Faint Spanish accent, pale complexion, lean, handsome looks, small mustache under an aquiline nose.

"We were told he'd be here," Carella said.

"No," the man said, and shook his head.

"Know where we can find him?”

"No," the man said again.

"He's not in any trouble," Meyer explained.

"Mm," the man said.

"We'd really like to talk to him," Carella said.

"I don't know where he is," the man said.

"What's your name?" Meyer asked.

The man hesitated.

I'll be damned, Meyer thought.

"Are you Cabrera?" he asked.

The man's eyes darted nervously.

"Why do you want him?" he said.

"We have some questions.”

"Just a minute," the man said.

He went back into the room, spoke softly in Spanish to the three men still sitting at the table, and then came back to the door and took a coat from the rack just inside it.

"Let's go downstairs," he said. "Get some air.”

The air downstairs was virtually crystalline.

Meyer and Carella fell in on either side of the man, flanking him, hands in their pockets. He walked with his shoulders hunched, the wind whipping his long black hair. He still hadn't told them who he was. There were names written on the brick walls everywhere around them, but they still didn't know his. If this were a movie, the graffiti-covered walls would have made a good backdrop for a location shot. The art director would have congratulated himself on having found something so riotously colorful against which to play a low-keyed scene, such contrast! So far, this real-life scene the detectives were playing was so low-key it was almost nonexistent. The man just kept walking along between them, hair blowing in the wind, shoulders hunched, lips sealed.
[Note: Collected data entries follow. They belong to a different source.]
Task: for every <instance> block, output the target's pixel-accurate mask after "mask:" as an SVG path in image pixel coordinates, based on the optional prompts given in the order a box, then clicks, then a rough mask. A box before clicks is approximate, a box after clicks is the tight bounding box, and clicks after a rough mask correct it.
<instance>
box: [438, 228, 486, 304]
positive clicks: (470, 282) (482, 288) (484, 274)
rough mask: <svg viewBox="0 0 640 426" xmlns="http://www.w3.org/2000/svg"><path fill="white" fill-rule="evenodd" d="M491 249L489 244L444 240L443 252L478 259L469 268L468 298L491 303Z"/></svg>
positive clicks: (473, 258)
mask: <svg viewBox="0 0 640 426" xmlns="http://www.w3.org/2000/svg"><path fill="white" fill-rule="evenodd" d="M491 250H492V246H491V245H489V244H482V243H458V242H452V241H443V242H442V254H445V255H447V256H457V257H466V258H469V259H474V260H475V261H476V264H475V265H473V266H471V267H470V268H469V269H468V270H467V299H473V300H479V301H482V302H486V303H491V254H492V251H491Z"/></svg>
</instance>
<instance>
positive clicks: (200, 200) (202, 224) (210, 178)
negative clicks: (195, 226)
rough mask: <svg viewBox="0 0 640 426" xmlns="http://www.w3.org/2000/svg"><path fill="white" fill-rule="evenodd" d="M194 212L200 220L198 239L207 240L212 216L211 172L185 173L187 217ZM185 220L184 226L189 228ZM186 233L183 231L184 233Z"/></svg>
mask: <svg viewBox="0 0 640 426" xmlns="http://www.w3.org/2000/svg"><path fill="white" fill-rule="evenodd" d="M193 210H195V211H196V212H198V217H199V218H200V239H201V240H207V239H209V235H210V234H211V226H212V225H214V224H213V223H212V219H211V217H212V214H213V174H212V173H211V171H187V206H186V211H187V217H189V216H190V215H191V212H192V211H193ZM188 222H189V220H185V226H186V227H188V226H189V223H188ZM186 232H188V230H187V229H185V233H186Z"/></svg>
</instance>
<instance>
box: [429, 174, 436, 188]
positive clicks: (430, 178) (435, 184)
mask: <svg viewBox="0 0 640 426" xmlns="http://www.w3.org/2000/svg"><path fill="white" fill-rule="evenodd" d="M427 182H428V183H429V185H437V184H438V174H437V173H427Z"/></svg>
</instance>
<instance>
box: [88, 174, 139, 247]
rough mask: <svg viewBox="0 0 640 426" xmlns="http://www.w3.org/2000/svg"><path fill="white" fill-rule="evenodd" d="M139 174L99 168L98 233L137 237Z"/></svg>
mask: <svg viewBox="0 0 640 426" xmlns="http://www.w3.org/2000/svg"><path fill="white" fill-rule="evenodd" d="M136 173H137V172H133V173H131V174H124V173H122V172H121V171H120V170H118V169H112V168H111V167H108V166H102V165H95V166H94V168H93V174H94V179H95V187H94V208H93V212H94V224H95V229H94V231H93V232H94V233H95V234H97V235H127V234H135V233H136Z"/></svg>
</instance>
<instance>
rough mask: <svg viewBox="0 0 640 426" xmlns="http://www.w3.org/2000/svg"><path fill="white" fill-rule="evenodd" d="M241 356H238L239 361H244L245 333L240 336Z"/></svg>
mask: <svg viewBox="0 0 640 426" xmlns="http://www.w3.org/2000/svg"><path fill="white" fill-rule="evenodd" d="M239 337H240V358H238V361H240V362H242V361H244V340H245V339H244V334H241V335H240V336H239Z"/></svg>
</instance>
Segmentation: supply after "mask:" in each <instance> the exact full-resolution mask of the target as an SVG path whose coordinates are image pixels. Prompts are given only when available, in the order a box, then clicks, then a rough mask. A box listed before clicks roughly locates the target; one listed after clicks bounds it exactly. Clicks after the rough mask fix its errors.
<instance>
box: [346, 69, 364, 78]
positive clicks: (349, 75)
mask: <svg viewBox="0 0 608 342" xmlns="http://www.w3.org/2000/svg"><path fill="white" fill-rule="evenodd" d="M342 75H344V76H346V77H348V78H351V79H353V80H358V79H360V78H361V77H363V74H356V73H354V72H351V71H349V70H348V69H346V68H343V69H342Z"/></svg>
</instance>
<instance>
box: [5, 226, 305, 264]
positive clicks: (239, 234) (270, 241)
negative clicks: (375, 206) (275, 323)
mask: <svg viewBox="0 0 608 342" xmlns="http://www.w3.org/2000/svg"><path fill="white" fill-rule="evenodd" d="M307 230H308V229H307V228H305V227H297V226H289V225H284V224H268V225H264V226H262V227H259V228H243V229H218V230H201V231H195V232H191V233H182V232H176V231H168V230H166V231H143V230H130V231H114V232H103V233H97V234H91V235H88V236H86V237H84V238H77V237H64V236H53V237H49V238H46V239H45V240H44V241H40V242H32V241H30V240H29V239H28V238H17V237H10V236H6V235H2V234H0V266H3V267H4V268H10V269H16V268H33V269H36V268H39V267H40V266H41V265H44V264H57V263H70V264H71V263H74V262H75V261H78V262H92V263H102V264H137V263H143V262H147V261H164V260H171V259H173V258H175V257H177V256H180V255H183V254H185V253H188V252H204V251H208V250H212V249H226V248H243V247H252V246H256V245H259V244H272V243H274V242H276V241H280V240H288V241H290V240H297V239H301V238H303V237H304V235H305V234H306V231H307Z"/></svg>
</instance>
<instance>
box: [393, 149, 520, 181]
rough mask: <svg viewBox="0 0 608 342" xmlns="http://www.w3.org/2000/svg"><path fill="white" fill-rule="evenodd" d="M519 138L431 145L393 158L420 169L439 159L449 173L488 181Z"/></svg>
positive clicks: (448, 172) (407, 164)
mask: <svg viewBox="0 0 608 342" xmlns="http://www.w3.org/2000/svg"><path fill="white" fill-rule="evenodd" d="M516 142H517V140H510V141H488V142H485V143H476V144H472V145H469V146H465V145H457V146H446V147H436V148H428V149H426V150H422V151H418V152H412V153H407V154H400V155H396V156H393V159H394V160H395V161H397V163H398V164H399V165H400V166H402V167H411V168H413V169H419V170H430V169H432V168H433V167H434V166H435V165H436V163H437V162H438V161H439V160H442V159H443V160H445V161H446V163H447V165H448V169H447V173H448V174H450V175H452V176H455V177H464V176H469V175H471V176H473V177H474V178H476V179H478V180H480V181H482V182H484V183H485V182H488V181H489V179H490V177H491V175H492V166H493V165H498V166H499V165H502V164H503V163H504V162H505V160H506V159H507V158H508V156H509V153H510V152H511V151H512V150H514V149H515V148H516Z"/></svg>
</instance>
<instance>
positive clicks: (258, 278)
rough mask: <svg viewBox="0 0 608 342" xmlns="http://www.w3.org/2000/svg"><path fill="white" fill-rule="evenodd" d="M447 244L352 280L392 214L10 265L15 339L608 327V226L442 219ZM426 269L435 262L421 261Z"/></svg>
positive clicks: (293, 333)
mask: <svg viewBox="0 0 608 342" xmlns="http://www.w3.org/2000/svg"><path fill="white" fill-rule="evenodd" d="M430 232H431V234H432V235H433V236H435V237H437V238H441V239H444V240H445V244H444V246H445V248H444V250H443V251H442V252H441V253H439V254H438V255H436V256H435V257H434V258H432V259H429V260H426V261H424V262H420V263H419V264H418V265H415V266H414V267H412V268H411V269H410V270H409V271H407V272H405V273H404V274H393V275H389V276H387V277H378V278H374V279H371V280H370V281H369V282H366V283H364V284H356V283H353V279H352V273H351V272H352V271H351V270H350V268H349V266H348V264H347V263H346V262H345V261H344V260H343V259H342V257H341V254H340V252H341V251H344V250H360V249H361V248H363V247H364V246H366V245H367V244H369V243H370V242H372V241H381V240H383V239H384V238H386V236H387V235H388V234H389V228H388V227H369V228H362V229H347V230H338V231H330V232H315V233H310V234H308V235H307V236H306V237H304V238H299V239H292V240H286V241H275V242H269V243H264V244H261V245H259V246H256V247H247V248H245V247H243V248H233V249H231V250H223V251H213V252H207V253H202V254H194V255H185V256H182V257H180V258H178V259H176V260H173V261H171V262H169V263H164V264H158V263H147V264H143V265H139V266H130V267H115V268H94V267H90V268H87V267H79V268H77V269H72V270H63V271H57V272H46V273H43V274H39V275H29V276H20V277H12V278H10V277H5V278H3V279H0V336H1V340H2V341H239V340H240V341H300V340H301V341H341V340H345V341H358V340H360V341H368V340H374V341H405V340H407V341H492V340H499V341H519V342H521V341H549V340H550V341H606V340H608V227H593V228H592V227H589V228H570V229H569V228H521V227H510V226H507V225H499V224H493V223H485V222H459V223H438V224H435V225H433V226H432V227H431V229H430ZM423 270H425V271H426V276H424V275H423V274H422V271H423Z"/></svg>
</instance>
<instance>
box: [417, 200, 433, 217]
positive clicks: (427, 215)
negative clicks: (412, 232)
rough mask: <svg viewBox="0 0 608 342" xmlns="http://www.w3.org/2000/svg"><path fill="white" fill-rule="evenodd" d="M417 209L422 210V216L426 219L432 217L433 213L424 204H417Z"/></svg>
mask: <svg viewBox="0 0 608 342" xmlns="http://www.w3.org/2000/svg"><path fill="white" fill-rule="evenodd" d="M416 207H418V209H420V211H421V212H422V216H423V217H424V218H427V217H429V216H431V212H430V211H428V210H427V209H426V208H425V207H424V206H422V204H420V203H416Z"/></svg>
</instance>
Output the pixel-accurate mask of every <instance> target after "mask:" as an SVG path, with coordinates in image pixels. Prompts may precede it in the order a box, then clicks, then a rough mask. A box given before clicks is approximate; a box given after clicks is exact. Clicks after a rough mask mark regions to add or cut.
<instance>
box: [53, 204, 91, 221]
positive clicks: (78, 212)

"In here," he said at last, and led them into a small cuchi frito joint with four red leatherette booths on the left and a green Formica-topped counter on the right. The place smelled of cooking fat. The man nodded to the short-order cook behind the counter, and then kept right on walking through the place, to a door at the back, and through the doorway into another room where a round wooden table sat under a hanging light bulb covered with a tasseled pinkish shade. "Have a seat," he said, and motioned to the chairs around the table.

The detectives sat.

"You want some coffee or something?”

"No, we want Cabrera," Meyer said.

"Why?”

"Routine investigation," Carella said.

"What's your name?" Meyer asked.

"José Altaba.”

"Why all the hocus-pocus, José?”

"I don't know what you mean.”

"He means why'd you lead us halfway across the city on a day you could freeze your ass off, is what he means," Meyer said.

"To the back room of a crummy little ...”

"I own this place," Altaba said, offended.

"Why couldn't we talk at Las Palmas?”

Carella asked.

"Ears," Altaba said.

"Ears," Carella repeated.

"Sí.”

"What is it you didn't want anyone to hear?”

"There is a man there who wishes only harm to Gofredo.”

It sounded like a direct translation from the Spanish.

"And this man was at Las Palmas, is that it?”

"Sí, that's it.”

"So you didn't want him to hear any of this.”

"Because he would twist it to his own use,”

Altaba said, and nodded. "Make it seem as if Gofredo was doing something wrong. Instead of being an honest businessman.”

"Uh-huh," Meyer said. "And what is this business of his?”